I have a Survivor’s Trust (part of a normal A-B family trust setup) that at the death of the surviving spouse, was the beneficiary of her IRA. The trust had conduit provisions and the required documentation was timely provided to the IRA custodian. The IRA was transferred to an inherited IRA at Fidelity Management Trust Company (IRA-BDA) showing the surviving spouse as the original depositor. At the end of the post death administrative period, the Survivor’s Trust is to be distributed equally to two beneficiaries. One beneficiary being a trust for the benefit of the surviving spouse’s son and the other being the surviving spouse’s granddaughter. The Trustee is now ready to distribute the Survivor’s Trust including the IRA account. I am concerned that these subsequent transfers to new inherited IRAs will be in fact be treated as inherited IRAs. I have talked to the Fidelity inherited IRA department and a representative said that they will do what ever is requested by the trustee of the Survivor’s Trust to distribute to two new inherited IRAs. All the trustee has to do is submit a letter of instructions. I am not sure that the person at Fidelity I spoke with had ever confronted a situation as I have described above. Is the any special titling of the new accounts that is necessary? Should the Survivor’s Trust be somehow listed in the titling or is it just good enough to list the names of the two new ultimate beneficiaries in the title, along with the original depositors name, of course?

Jim Bristol, CPA



The current beneficiaries are successor beneficiaries, and the IRS seems to prefer that they be titled showing the current successor beneficiary names “as beneficiary of the (survivor’s trust name)”. The original owner’s name can be dropped. However, the IRS also seems to accept other titling formats as well. Fidelity had the trust’s beneficiary provisions, so they are apparently comfortable with accepting assignment of the inherited IRA to the new successor beneficiaries. Both would be subject to the 10 year rule under the Secure Act.

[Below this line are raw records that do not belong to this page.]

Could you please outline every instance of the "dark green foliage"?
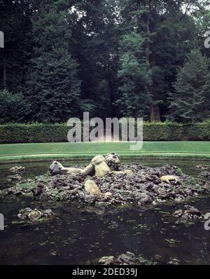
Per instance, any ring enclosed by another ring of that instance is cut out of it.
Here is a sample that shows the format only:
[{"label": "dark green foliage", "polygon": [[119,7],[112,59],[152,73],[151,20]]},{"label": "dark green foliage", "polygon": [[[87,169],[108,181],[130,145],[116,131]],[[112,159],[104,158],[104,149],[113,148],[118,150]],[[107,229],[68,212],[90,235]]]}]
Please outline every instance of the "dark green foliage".
[{"label": "dark green foliage", "polygon": [[21,93],[0,90],[0,123],[24,121],[29,111],[29,107]]},{"label": "dark green foliage", "polygon": [[[0,125],[0,143],[65,142],[66,124]],[[210,140],[210,121],[181,124],[173,122],[146,123],[144,141]]]},{"label": "dark green foliage", "polygon": [[192,50],[188,61],[180,69],[169,94],[170,116],[183,121],[210,117],[209,62],[199,50]]},{"label": "dark green foliage", "polygon": [[55,123],[78,116],[80,81],[78,64],[69,52],[71,33],[64,15],[47,6],[34,20],[33,34],[36,57],[27,93],[33,119]]},{"label": "dark green foliage", "polygon": [[[204,46],[210,27],[208,2],[0,1],[0,31],[5,33],[0,90],[21,92],[27,99],[27,117],[18,122],[63,122],[83,111],[152,122],[205,120],[209,67],[197,84],[176,76],[192,50],[210,57]],[[13,121],[11,114],[1,123]]]}]

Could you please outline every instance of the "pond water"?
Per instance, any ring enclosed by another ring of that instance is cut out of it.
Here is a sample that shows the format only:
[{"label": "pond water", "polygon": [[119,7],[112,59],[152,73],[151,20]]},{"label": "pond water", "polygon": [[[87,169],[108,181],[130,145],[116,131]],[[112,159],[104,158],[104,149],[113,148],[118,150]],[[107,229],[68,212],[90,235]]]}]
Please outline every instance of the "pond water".
[{"label": "pond water", "polygon": [[[176,165],[196,177],[200,171],[195,166],[210,165],[210,162],[141,160],[141,164]],[[6,177],[14,165],[0,165],[0,189],[11,185]],[[49,163],[21,165],[26,167],[24,178],[27,178],[46,172]],[[0,199],[6,225],[5,230],[0,231],[0,264],[89,264],[101,257],[127,251],[141,255],[143,264],[210,264],[210,231],[204,230],[204,222],[177,224],[172,216],[184,204],[193,205],[203,213],[210,212],[210,196],[144,210],[118,208],[111,212],[91,206],[41,203],[29,197]],[[45,223],[15,224],[18,211],[27,207],[51,208],[57,215]]]}]

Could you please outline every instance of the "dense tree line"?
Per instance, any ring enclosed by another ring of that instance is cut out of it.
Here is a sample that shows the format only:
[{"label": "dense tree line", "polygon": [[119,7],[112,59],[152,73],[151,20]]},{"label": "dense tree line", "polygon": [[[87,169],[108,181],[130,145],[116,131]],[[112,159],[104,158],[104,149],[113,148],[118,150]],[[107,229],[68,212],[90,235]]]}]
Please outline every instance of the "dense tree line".
[{"label": "dense tree line", "polygon": [[209,118],[209,2],[0,1],[0,122]]}]

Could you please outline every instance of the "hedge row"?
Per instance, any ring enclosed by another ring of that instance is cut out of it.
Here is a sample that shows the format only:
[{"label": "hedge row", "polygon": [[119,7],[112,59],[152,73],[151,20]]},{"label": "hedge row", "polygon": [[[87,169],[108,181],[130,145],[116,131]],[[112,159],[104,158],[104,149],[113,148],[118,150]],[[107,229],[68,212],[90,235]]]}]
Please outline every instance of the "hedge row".
[{"label": "hedge row", "polygon": [[[0,143],[64,142],[69,127],[66,124],[0,125]],[[210,140],[210,121],[181,124],[144,123],[145,141]]]}]

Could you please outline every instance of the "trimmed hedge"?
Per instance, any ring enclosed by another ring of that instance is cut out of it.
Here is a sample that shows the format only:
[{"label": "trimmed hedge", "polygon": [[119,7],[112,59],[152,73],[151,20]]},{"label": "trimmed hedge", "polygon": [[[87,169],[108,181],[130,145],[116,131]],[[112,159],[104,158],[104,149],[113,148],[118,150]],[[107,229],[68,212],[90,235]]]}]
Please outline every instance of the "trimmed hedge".
[{"label": "trimmed hedge", "polygon": [[[0,143],[65,142],[70,128],[66,124],[0,125]],[[209,141],[210,121],[203,123],[146,123],[145,141]]]}]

Your last comment above mentions that the 10 year rule would apply to the new successor beneficiaries based on the information I provided.  Would your response about the applicabiltiy of the 10 year rule change if I added to the information provided that the original depositor, i.e. the surviving spouse, of the IRA died in 2018, before the impact of te Secure Act? Unfortunately, there were some administrative issues involving the Survivor’s Trust that had to be resolved before distributions of its assets could commence. 



I had assumed surviving spouse passed after 2019, and since that was not the case, the Secure Act does not effect the A trust, which is apparently qualified for look through. However, the sub trust for the son must also be qualified for look through or the entire trust is not qualified. If not qualified, the the distribution period is 5 years if surviving spouse passed prior to RBD, and the remaining LE of surviving spouse if she passed after RBD. See IRS Reg 1.401(a)(9)-5 Q 5. 
If all trusts are qualified, then the distribution period would be based on the oldest trust beneficiary who is not merely a successor beneficiary.

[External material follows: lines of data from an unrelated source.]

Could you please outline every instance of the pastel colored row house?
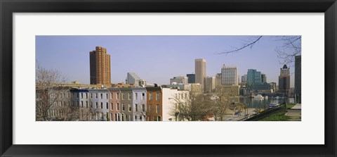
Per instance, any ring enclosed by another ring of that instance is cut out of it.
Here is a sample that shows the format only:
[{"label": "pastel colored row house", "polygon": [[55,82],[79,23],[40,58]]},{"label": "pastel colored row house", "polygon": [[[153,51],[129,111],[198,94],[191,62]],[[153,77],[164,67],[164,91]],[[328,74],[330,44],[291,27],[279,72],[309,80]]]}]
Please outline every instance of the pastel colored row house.
[{"label": "pastel colored row house", "polygon": [[160,87],[147,87],[147,94],[146,121],[162,121],[163,103]]}]

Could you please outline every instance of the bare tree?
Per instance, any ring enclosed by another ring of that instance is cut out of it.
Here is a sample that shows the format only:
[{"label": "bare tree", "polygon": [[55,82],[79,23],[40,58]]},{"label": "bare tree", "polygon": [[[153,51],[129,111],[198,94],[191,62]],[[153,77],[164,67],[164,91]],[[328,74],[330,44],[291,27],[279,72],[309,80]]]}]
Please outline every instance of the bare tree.
[{"label": "bare tree", "polygon": [[58,70],[47,70],[39,65],[37,66],[35,73],[36,120],[52,120],[53,115],[56,113],[60,115],[60,113],[59,111],[52,112],[51,108],[53,106],[62,107],[58,102],[62,99],[63,93],[69,89],[61,86],[66,82],[67,77]]},{"label": "bare tree", "polygon": [[223,121],[227,109],[230,104],[230,95],[218,90],[212,94],[210,97],[210,111],[214,116],[214,120]]},{"label": "bare tree", "polygon": [[209,115],[209,101],[205,99],[202,94],[183,92],[173,96],[170,115],[176,120],[199,121],[204,120]]},{"label": "bare tree", "polygon": [[228,54],[239,52],[239,51],[250,48],[260,41],[263,38],[271,37],[273,41],[283,41],[283,44],[275,47],[277,57],[280,59],[280,64],[293,65],[295,62],[295,56],[301,53],[301,36],[253,36],[244,42],[243,44],[232,49],[218,53],[218,54]]}]

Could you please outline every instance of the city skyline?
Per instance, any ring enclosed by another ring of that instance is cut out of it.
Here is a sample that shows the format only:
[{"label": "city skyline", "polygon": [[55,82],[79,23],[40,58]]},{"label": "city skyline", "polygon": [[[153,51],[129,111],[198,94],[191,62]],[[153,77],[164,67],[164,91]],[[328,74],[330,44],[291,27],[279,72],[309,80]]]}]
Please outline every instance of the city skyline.
[{"label": "city skyline", "polygon": [[[256,69],[266,75],[268,82],[278,84],[283,65],[279,63],[275,49],[283,42],[272,40],[272,37],[251,49],[217,54],[242,46],[251,37],[37,36],[36,58],[40,65],[69,76],[69,82],[77,80],[88,84],[88,54],[95,46],[106,48],[111,55],[112,83],[125,82],[127,73],[136,73],[147,82],[169,84],[170,78],[194,73],[194,60],[204,58],[207,65],[206,77],[221,73],[225,64],[237,67],[239,76],[246,74],[248,69]],[[293,87],[294,67],[290,67],[290,73],[291,87]]]}]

A survivor’s trust is one that the surviving spouse may revoke.  If that’s what you in fact have, the surviving spouse could roll it over into his/her own IRA.  The custodian may or may not require a legal opinion or a private letter ruling.
It would have been simpler if the IRA owner had named the spouse as the beneficiary rather than doing what he/she did.
You or the trustee may wish to consult with competent counsel who can review the trust and determine what it is and how best to proceed.